New to this project: Start with Part 1

Part 9: An Act of Creation

We have a star, now it’s time for our planet to be born.

As you’ll recall, knowing just when in the planet’s life your story occurs is very important.  If you are tracing the beginning of life on this world (whether it be by divine touch, evolution, colonization or alien interference, the current state of the world is important.

Choosing the terrain features for your planet is predicated on two things: the needs of your story-line, and the basic rules of physics.  For example, if your world is heavy with volcanic activity, it is unlikely to have a clear and friendly sky.

One common practice of new writers is to pattern their world to be exactly like our current home, the Earth.  While this removes the need to work out the look, feel, structure of your new planet, it does force you into specific models.

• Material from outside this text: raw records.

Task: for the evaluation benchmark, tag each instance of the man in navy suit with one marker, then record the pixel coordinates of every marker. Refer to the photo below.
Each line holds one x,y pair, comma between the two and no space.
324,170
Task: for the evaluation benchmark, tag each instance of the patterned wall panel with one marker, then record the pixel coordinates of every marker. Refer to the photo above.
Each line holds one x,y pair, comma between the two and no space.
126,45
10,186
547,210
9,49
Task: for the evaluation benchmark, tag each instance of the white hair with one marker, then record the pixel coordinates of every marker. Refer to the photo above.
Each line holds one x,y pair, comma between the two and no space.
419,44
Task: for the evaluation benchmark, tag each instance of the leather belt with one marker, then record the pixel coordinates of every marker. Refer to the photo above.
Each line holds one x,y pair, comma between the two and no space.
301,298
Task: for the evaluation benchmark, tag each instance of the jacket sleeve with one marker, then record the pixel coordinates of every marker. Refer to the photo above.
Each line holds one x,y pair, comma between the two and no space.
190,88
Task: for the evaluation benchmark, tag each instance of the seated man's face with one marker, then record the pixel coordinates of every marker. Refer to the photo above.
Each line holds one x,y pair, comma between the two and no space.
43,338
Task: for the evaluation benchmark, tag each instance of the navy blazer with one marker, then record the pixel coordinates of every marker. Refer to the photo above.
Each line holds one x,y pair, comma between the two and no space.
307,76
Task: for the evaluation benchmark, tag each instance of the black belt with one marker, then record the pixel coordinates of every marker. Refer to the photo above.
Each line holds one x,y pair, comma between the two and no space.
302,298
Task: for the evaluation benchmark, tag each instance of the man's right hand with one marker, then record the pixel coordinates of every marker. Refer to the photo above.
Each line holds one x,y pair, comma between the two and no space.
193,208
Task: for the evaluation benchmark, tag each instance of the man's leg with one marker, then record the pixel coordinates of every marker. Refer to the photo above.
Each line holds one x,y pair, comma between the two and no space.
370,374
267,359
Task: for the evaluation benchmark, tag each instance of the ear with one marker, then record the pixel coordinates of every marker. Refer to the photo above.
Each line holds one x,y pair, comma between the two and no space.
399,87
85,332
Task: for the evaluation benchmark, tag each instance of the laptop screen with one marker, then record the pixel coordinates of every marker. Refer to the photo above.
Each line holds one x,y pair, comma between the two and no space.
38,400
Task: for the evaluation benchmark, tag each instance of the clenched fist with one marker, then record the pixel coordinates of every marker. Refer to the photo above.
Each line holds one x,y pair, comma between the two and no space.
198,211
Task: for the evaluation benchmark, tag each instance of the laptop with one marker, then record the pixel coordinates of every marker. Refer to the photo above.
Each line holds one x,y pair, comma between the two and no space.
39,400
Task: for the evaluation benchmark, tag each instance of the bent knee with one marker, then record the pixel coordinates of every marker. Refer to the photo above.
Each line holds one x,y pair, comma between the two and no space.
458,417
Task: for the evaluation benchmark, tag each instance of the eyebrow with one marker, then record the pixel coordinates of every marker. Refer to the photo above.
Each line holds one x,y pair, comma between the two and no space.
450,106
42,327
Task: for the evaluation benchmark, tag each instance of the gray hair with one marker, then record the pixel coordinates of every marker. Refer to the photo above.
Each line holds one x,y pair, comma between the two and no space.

Time to decide.  Planet Checklist:

Will your planet have:

  • Mountains?
    • If so, tall and sharp or,
    • shorter and rounded?
    • Will there be passes over them, or
    • Will they be an impassable barrier for your early inhabitants?
  • Forests?  A common feature in Adventure and Journey stories, will your forest(s) be:
    • Large or small?
    • Friendly or dangerous?
    • Inhabited by demons, hostile tribes, fierce beasts?
    • A barrier to your characters?
  • Oceansare useful as a nautical history lends itself to the eventual concept of space exploration
    • Will your oceans cover more of the surface of your planet than land masses?
    • Will you have “inland-seas”?
    • Will you have participating characters that live in or under the water?
    • Will your oceans provide water for drinking or agriculture?
    • Will your oceans be a substantial provider of food?
  • Deserts: Will your world have deserts?
    • Will your deserts be small and many?
    • Will your deserts be large and few?
    • Will your world be all desert?  (If so, where do your inhabitants get their water?)
    • What kind of creatures live in your deserts, and how do they interact with your main characters?
  • Sky: What color is your sky? (This is tricky)
    • What color is your sky?  Sky color is determined by type and thickness of atmosphere, color of the sun, and potentially the type and quality of the eye of the beholder.
    • As with all components of your story, you are only restricted if your story is hard science fiction.  But be prepared to defend your choice of sky color if you stray from blue, green, yellow, amber or near-black unless you’re writing fantasy or can otherwise explain your choice.
    • Does your sky (atmosphere) support life?  Are there birds or other creatures living in the atmosphere?

A common error with first-time world-makers (I did this myself the first time I tried) is to only dream up those parts of a world you want to write about.  Even if you don’t use all the components you create in your story, knowing them helps make the world real for you.